Geography
- Location: Minneapolis, Minnesota, United States

Organization
- Type: Teaching
- Religious affiliation: Judaism
- Affiliated university: University of Minnesota Medical School and the Minneapolis General Hospital

Services
- Beds: 197

History
- Opened: February 19, 1951
- Closed: 1991

Links
- Lists: Hospitals in Minnesota

= Mount Sinai Hospital (Minneapolis) =

Mount Sinai Hospital, located in Minneapolis, Minnesota, was the first non-sectarian hospital in the state. Opened in 1951 in South Minneapolis on Chicago Avenue between East 22nd Street and 24th Street, the hospital eventually merged with Metropolitan Medical Center to become Metropolitan-Mt. Sinai before dissolving in 1991.

== Early history ==
After World War II, the idea for a Jewish hospital began circulating as Jewish community members expressed the desire for a hospital in the Twin Cities that would admit minorities on its staff. Surveys conducted in 1945 and 1947 showed that Jewish doctors faced discrimination and were routinely excluded from medical school faculties and private hospital staffs. Dr. Moses Barron, along with other Jewish community leaders including philanthropist Jay Phillips, began fundraising for the hospital in 1945. By 1946 the hospital site was chosen in South Minneapolis and architects Liebenberg and Kaplan were hired. By 1947, more than $1.75 million had been raised.

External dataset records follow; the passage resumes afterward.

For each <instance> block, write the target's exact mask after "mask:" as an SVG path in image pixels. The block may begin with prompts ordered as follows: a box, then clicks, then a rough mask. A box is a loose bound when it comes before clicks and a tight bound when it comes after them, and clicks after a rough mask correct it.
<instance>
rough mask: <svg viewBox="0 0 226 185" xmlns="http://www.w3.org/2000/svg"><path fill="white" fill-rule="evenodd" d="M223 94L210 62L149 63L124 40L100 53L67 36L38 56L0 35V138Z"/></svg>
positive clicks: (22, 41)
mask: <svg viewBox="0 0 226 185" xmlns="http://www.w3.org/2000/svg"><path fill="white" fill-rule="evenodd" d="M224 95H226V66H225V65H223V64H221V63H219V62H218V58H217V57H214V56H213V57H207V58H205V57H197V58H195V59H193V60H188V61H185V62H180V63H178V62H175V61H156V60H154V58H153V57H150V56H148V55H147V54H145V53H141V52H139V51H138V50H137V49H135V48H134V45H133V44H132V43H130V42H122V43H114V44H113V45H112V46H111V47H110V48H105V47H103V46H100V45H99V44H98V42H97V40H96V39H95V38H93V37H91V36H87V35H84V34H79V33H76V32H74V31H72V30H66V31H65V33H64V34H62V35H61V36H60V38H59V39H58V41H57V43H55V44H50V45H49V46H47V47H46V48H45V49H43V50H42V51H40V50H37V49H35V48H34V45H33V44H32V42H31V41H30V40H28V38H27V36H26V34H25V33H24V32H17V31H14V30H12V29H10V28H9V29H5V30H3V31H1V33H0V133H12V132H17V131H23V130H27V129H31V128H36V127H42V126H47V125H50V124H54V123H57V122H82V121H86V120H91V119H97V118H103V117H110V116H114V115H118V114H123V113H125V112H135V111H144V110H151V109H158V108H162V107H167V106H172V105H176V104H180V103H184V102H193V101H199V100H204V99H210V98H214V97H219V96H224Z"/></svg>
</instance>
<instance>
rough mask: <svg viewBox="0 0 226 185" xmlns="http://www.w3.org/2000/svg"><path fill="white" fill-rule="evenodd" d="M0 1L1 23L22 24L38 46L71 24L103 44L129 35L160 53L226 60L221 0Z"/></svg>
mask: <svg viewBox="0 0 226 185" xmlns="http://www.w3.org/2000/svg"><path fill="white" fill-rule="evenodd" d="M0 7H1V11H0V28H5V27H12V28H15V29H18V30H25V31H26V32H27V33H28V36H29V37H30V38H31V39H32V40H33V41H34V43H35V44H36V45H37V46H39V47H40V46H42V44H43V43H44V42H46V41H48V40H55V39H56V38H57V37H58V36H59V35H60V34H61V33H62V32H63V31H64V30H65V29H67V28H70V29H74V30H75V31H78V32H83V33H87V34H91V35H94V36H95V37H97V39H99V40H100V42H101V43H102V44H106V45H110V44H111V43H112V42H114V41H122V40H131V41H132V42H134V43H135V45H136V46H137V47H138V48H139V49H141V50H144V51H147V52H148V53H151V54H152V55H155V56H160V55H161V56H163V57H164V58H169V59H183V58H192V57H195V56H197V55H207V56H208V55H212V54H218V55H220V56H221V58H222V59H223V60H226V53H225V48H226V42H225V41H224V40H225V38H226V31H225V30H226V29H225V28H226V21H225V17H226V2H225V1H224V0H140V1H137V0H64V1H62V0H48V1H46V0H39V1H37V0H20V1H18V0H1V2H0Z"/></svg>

On February 19, 1951, Mount Sinai Hospital finally opened its doors under Chief of Staff Dr. Moses Barron. The seven-story, 197 bed facility was the most modern hospital in the community at the time. Its creation served two purposes: Jewish physicians who had been denied admitting privileges at other city hospitals could now practice medicine, and the founders garnered enormous civic prestige. It was the first private non-sectarian hospital in the community to accept members of minority races on its medical staff. After time, the University of Minnesota Medical School and the Minneapolis General Hospital came to Mount Sinai for instruction, and Mount Sinai established a formal residency teaching program, becoming only one of three privately supported medical institutions in the state of Minnesota to provide graduate level medical education.

The Auxiliary group, which formed in 1950 and was composed mainly of women as a counterbalance to the majority male staff, became instrumental in fundraising for the hospital with annual fundraisers, charity balls, and even staffing the hospital coffee shop. By 1987 the Auxiliary group had a membership of 2,200; over their 41-year history they helped to raise over one million dollars for the hospital.

== Closing ==
In 1990, Mount Sinai Hospital merged with Metropolitan Medical Center to become Metropolitan-Mount Sinai. The hospital could not survive after the merger and in 1991 they closed their doors. The Hennepin County Medical Center, which was adjacent to the hospital, then expanded with the closure of Metropolitan-Mount Sinai. The Mount Sinai Auxiliary continued, transforming into the Mount Sinai Community Foundation, a group that still provides funds within the community to programs that support health and wellness in the Twin Cities.